A l’avers, qui reprend celui de l’écu aux trois couronnes dont nous parlions précédemment, figure le portrait de l’enfant roi, car Louis XV n’est alors âgé que de cinq ans et demi. Le buste du roi est tourné à droite, drapé et cuirassé à l’Antique, la tête nue, sans perruque ni couronne. Bien qu’il ne signe pas son oeuvre, ce beau portrait, qui magnifie habilement la fonction royale malgré la jeunesse de son titulaire, est dû à Norbert Roëttiers, Graveur Général des Monnaies de 1704 à 1727.
La mauvaise réputation
Le plus souvent, on voit sous le buste une sorte de petite rose. Ce symbole est la marque distinctive des « réformations ». En effet, les pièces au vertugadin se classent en deux grandes catégories : celles frappées sur flans neufs, assez rares, et celles, beaucoup plus courantes, frappées sur flans réformés, c’est-à-dire refrappées sur d’anciennes monnaies… Cette opération permettait d’augmenter « artificiellement » la valeur des pièces sans même prendre le temps de les refondre.

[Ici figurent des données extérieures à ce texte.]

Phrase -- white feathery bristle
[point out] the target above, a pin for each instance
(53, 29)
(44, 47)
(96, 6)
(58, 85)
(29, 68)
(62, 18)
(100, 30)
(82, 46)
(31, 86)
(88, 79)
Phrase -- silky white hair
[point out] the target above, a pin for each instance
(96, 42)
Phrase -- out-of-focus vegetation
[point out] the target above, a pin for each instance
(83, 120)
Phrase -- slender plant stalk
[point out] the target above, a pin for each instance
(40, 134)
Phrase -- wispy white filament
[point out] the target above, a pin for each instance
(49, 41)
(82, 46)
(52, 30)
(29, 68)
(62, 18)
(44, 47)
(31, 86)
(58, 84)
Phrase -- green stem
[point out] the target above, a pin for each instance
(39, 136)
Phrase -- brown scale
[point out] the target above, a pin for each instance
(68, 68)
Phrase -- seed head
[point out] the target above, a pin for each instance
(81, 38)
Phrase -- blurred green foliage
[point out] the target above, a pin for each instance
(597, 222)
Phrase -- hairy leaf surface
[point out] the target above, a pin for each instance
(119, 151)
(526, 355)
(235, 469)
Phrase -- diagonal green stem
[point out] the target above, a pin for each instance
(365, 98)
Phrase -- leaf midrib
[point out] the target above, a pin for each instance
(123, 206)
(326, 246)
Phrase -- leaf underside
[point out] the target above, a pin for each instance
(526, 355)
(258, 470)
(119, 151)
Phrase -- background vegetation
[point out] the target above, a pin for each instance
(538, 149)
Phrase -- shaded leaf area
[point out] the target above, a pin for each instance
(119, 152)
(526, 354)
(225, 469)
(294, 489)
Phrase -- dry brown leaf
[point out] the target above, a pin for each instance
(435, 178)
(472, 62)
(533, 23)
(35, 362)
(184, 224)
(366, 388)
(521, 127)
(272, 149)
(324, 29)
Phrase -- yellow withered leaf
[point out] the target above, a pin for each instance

Dans le cas présent, les écus aux trois couronnes, qui avaient été dévalués à trois livres et demi, se retrouvent réévalués à cinq livres par la simple transformation en vertugadins ! Autant de profit pour l’Etat car… lorsque les particuliers apportaient dix anciens écus décriés aux Hôtels des Monnaies, ils en ressortaient avec sept nouveaux réformés et la garantie du roi qu’ils avaient la même valeur en poche ! Est-il nécessaire de dire qu’un tel procédé n’était pas du tout apprécié des usagers…
Et c’est probablement ce ressentiment qui explique l’appellation peu glorieuse, le sobriquet devrait-on dire, par laquelle on désigne aujourd’hui encore ce modèle monétaire qui pourtant, dans les écrits officiels de l’époque, apparaissait régulièrement sous le sobre nom « d’écu neuf ». Mais au juste, qu’est-ce que le vertugadin ? D’où vient ce nom ? Le vertugadin est une déformation d’un mot portugais (« vertugo » vertige) désignant les baleines d’osier ou de métal, sortes de cerceaux concentriques, permettant de créer un volume en cloche sous les robes alors à la mode. C’est la forme circulaire de l’écu de France, inhabituelle il est vrai, représentée au revers de la pièce qui a engendré cette moquerie. En outre, les robes à vertugadin étaient aussi surnommées des « caches enfants »… La jeunesse du roi a probablement aussi conforté cette désignation. On comprend alors pourquoi, sur les types suivants, l’écu de France n’a jamais plus été représenté en rond…
Cela fait donc trois siècles que la vindicte populaire a frappé d’infamie ces monnaies que l’on continue d’appeler « vertugadin ». Et pourtant, en ce début de nouveau règne, la frappe massive de ces écus était des plus importantes, primordiale même, car elle permettait à la fois de faire connaître l’image du nouveau roi, mais plus encore, d’assurer les énormes entrées financières indispensables à l’Etat aux abois. La sagesse populaire sait que la mauvaise réputation est tenace, cela se vérifie également en numismatique…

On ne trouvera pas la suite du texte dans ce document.